Well I thought I would of course be clever and I can construct his on the
ground at the base of the tower, mark and drill the apropriate holes for the
U-bolts to attache the angle material to the tower legs, also cut two
triangle pieces of metal using a skil saw with metal abrasive blades out of
3/16 sheet material(again just lucky to have that my father had laid on me a
few years ago and I just have been holding onto). I first make sure I have
the two plates lined up so I can be sure of good alignment for the rotator
and first bearing. I cut a hole in one plate with a flycuter using a Carbide
bit that I spent some time in sharpening to get it to cut the steel with on
my drill press at the slowest speed possible with lots cutting lubricant.

Well onto mounting the hardware up I climb and haul the first set of pieces
up to at about the 33 foot level and start to put the pieces on, everything
looking great until it came time to mount the plate and the pre-drilled
holes in the plate don't line up with the holes in the angle pieces(What
the????), well this probably won't happen to most guys but I forgot that the
two bottom sections of my tower have 1 1/8" legs all the rest of the
sections have 1" legs (solid steel by the way)this was enough to throw the
holes off at least in one side of one angle piece.  This is where a good
battery operated drill is worth its weight in gold believe me plus make sure
you have a coulple of "sharp drills" with you when you drill on the tower.
This part really went smoother than I would have thought.

Finally side mount is finished (remember I used the term whipped up, try
almost a month), now to put up the Antennas which I have cleaned up checked
the measurements and are preassembled just waiting to be pulled up, The 15
first then the 10, Hmmmmmm, gee that first director sure looks close to the
tower oh well. Climb down. Go get little intercom and get wife to come down
to the station and tell her how to run rotator will call her on intercom
from base of tower( I have what I call a small house for the cables,power
supply for prop pitch at top of tower and and switching at base of tower).
Please turn to right, well you can guess what the Cushcraft's are too small,
not enough distance between the driven element and first director,
Terrific!! Well first thing I tried was to move the antennas forward too
give more room for the first director, after messing aound with that I
decided the only solution was to reconfigure the antennas to something which
would give me the porper spacing(I needed about 82 inches between the driven
element and first director to make this work). I decided to configure the 10
as W2PV 4 element and used Eznec to get the elements scaled right, the 15
was a compromise design I gleaned from ON4UN's set of antennas, which gave
me the spacing I needed(I would have prefered to have the 15 be a W2PV as
well but didn't think there would be enough room below first set of guys.

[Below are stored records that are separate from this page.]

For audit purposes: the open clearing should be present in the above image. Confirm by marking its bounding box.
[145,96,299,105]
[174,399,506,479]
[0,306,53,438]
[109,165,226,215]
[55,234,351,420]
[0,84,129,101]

Well to shorten up already long story the 10 Meter and 15 Meter antenna seem
to perform well I am very pleased with how they seem to hear and play.

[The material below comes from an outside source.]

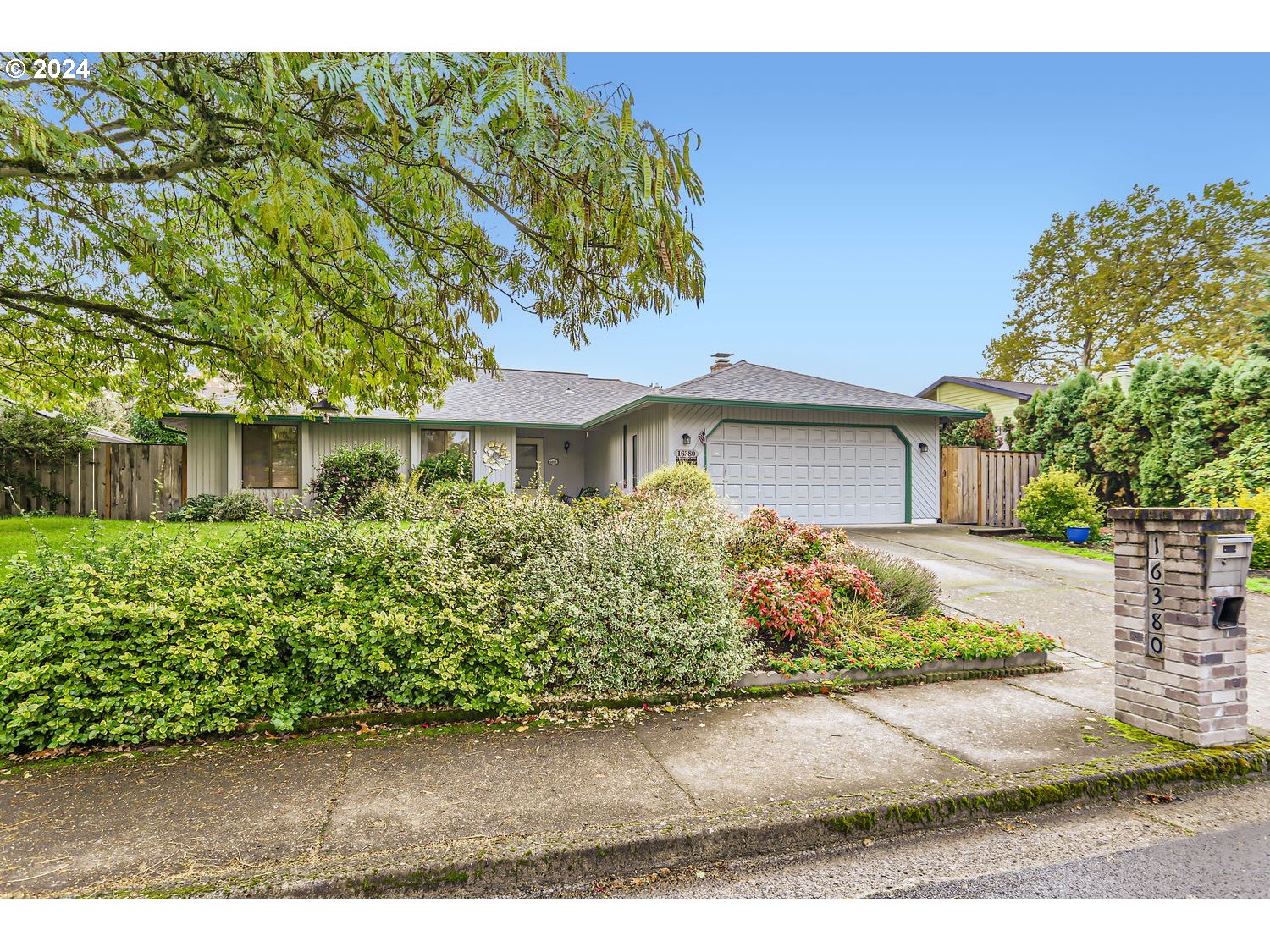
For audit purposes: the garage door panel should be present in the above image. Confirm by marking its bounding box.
[708,423,907,526]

Early next year I will be putting up the side mount for the lower 20 I must
say I am glad of all I have been swill make such things easier to do in the
future.

Oh there was one small glich I almost forgot to mention after I had these
antennas mounted and was getting the wife to turn them so I could watch see
how they clear the Tower OK. The one thing I didn't think I would have
trouble with happened. As the antennas came around all of a sudden the tip
of 15 catches in the bottom south guy wire,NUTZ!! Well I had been going to
move this anchor I had a hole dug about two years ago but too many other
things kept getting in the way to finish this off. Only solution to move
anchor which meant rather than mixe my own cement which I have done for
virtually all my anchors, time constaint meant paying for Ready mix, which I
did and that conludes this story. Moving the guys back gave me the room I
needed.

Although this has been kind of long hope it helps some of the guys to go
ahead and try what ever you can, this to me is part of the fun, finding ways
to improve the station in the most economical way one can.